Before ONNX, data scientists found it difficult to choose from a range of AI frameworks available. Developers may prefer a certain framework at the outset of the project, during the research and development stage, but may require a completely different set of features for production. With no concrete solution to these problems, companies were forced to resort to creative and often cumbersome workarounds, including translating models by hand.
Sign up for your weekly dose of what's up in emerging technology.
ONNX standard aims to bridge the gap and enable AI developers to switch between frameworks based on the project’s current stage. Currently, the models supported by ONNX are Caffe, Caffe2, Microsoft Cognitive toolkit, MXNET, PyTorch. ONNX also offers connectors for other standard libraries and frameworks.
“ONNX is the first step toward an open ecosystem where AI developers can easily move between state-of-the-art tools and choose the combination that is best for them,” Facebook had said in an earlier blog. It was specifically designed for the development of machine learning and deep learning models. It includes a definition for an extensible computation graph model along with built-in operators and standard data types.
Download our Mobile App
ONNX is a standard format for both DNN and traditional ML models. The interoperability format of the ONNX provides data scientists with the flexibility to chose their framework and tools to accelerate the process, from the research stage to the production stage. It also allows hardware developers to optimise deep learning-focused hardware based on a standard specification compatible with different frameworks.
Two use cases where ONNX has been successfully adopted include:
- TensorRT: NVIDIA’s platform for high performance deep learning inference. It utilises ONNX to support a wide range of deep learning frameworks.
- Qualcomm Snapdragon NPE: The Qualcomm neural processing engine (NPE) SDK adds support for neural network evaluation to mobile devices. While NPE directly supports only Caffe, Caffe 2 and TensorFlow frameworks, ONNX format helps in indirectly supporting a wider range of frameworks.
Optimising machine learning models for inference is difficult as it requires tuning the model and inference library to make the most of the hardware capabilities. It is a bigger challenge when we are trying to achieve optimal performance across different platforms — cloud, CPU, GPU — as each platform has its capabilities and characteristics. The complexity increases when models from a variety of frameworks are required to be run on different platforms. Optimising different combinations of frameworks and hardware is a time-consuming task. The ONNX standard helps by allowing the model to be trained in the preferred framework and then run it anywhere on the cloud.
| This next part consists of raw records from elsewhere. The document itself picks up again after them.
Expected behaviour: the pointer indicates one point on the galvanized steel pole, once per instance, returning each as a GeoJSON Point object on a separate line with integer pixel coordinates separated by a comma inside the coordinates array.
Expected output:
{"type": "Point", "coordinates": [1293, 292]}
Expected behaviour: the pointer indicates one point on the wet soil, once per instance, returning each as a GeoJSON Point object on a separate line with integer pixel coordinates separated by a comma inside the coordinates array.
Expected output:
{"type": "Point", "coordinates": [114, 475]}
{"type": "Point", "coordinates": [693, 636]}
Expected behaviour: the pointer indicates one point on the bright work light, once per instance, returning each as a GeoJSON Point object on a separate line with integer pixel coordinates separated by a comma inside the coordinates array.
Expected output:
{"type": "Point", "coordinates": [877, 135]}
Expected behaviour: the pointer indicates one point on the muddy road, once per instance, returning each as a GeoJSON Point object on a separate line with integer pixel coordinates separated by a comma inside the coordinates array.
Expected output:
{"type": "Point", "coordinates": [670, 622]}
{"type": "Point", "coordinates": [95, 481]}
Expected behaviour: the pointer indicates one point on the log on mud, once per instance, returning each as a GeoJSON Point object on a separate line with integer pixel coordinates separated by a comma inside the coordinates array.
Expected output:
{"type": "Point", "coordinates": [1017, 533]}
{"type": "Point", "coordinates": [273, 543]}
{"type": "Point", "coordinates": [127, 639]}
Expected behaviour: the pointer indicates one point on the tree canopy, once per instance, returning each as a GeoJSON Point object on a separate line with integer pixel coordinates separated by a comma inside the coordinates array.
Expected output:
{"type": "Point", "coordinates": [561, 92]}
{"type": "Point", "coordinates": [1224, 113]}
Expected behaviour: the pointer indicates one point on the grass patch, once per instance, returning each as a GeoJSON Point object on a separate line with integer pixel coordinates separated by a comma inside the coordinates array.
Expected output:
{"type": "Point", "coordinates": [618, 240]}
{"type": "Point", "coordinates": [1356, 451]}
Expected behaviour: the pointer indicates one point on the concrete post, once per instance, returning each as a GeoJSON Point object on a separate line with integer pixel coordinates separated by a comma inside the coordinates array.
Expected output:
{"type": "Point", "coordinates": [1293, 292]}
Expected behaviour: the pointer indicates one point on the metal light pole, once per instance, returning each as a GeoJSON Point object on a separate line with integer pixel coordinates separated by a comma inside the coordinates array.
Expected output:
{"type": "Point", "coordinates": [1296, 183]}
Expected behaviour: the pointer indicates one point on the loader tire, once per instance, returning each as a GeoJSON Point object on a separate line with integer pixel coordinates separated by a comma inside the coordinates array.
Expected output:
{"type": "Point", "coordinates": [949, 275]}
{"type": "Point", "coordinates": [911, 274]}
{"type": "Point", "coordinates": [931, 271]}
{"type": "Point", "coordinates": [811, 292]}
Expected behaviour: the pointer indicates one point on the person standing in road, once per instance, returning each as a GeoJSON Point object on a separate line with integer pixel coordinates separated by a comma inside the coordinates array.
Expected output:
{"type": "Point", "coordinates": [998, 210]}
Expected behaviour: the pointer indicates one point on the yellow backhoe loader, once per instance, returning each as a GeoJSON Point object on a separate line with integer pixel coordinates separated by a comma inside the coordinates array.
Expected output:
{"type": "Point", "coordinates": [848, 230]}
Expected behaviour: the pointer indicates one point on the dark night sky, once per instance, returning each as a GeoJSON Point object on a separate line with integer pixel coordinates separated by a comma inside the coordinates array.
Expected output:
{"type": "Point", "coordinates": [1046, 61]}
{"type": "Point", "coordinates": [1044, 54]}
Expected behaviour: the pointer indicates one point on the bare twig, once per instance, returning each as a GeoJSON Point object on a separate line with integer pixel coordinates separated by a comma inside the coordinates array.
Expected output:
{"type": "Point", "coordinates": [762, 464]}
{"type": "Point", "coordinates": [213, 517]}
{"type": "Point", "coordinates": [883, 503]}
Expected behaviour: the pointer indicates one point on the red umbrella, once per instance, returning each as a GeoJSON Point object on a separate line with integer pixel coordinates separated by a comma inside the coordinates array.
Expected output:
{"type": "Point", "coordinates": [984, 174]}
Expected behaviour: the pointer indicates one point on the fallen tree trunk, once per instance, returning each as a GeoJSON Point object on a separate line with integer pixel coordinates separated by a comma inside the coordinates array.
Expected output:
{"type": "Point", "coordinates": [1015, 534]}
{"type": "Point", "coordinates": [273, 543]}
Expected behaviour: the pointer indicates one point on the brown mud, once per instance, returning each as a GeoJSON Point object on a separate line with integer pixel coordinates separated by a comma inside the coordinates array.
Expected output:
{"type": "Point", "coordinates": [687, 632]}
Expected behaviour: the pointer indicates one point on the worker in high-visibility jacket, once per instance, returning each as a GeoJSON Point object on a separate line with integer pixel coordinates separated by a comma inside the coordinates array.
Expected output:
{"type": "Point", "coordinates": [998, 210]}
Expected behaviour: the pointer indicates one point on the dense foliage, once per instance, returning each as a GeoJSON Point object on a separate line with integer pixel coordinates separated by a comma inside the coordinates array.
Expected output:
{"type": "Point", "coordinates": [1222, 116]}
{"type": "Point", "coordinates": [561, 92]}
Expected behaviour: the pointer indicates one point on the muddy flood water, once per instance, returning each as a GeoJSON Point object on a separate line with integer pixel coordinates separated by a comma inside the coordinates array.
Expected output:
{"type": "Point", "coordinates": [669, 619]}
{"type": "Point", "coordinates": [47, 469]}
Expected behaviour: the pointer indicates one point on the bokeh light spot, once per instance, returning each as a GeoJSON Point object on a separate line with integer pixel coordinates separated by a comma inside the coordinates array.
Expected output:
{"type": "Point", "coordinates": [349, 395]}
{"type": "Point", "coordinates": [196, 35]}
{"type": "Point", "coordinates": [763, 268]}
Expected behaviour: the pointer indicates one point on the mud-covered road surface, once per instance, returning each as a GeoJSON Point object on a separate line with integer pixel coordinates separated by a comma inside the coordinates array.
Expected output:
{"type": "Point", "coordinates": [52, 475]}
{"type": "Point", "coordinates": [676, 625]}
Models from frameworks, including TensorFlow, PyTorch, Keras, MATLAB, SparkML can be exported and converted to standard ONNX format. Once the model is in the ONNX format, it can run on different platforms and devices.
ONNX Runtime is the inference engine for deploying ONNX models to production. The features include:
- It is written in C++ and has C, Python, C#, and Java APIs to be used in various environments.
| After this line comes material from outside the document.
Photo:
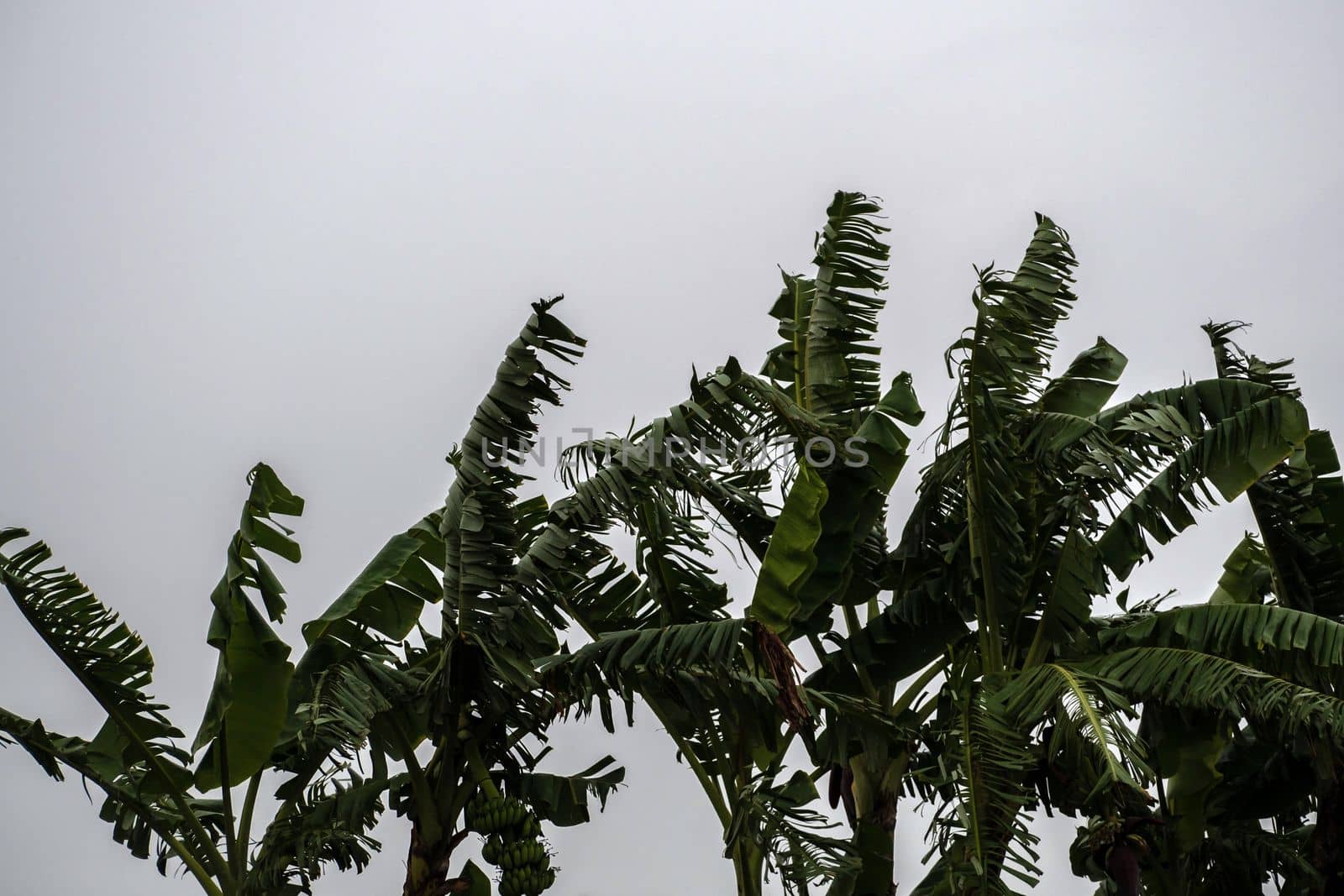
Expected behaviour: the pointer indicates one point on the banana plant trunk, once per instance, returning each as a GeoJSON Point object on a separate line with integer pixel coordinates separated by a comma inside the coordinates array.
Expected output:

- It can be used on both cloud and edge and works equally well on Linux, Windows, and Mac.
- ONNX Runtime supports DNN and traditional machine learning. It can integrate with accelerators on different hardware platforms such as NVIDIA GPUs, Intel processors, and DirectML on Windows.
- ONNX Runtime offers extensive production-grade optimisation, testing, and other improvements
- ONNX format is relatively new. Lack of use cases may raise doubts on its reliability and ease of use.
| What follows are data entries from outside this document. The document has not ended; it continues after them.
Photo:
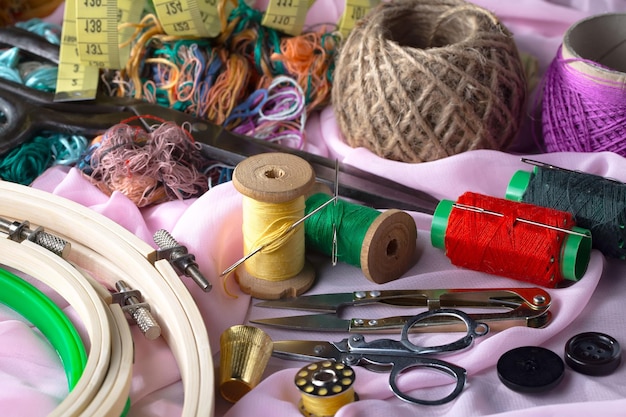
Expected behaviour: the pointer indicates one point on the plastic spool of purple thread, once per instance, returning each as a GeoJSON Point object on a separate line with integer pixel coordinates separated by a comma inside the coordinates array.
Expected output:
{"type": "Point", "coordinates": [584, 93]}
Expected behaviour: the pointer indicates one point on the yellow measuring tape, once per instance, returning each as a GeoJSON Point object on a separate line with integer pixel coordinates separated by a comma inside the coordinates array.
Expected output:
{"type": "Point", "coordinates": [354, 11]}
{"type": "Point", "coordinates": [193, 18]}
{"type": "Point", "coordinates": [75, 80]}
{"type": "Point", "coordinates": [287, 16]}
{"type": "Point", "coordinates": [92, 37]}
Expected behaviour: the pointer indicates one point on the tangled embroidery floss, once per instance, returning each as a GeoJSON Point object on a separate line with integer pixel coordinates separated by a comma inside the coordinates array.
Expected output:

- For easy usage, two conditions must be mandatorily met — use of only supported data types and operations; no customisation in terms of specific layers/operations is carried out.
- Since its launch, the ONNX project has seen rapid development. On the one hand, the new versions enhance compatibility between frameworks; however, in cases where initial conditions are not met, the developer would need to make custom implementations in the backend, which is a very time-consuming and laborious process.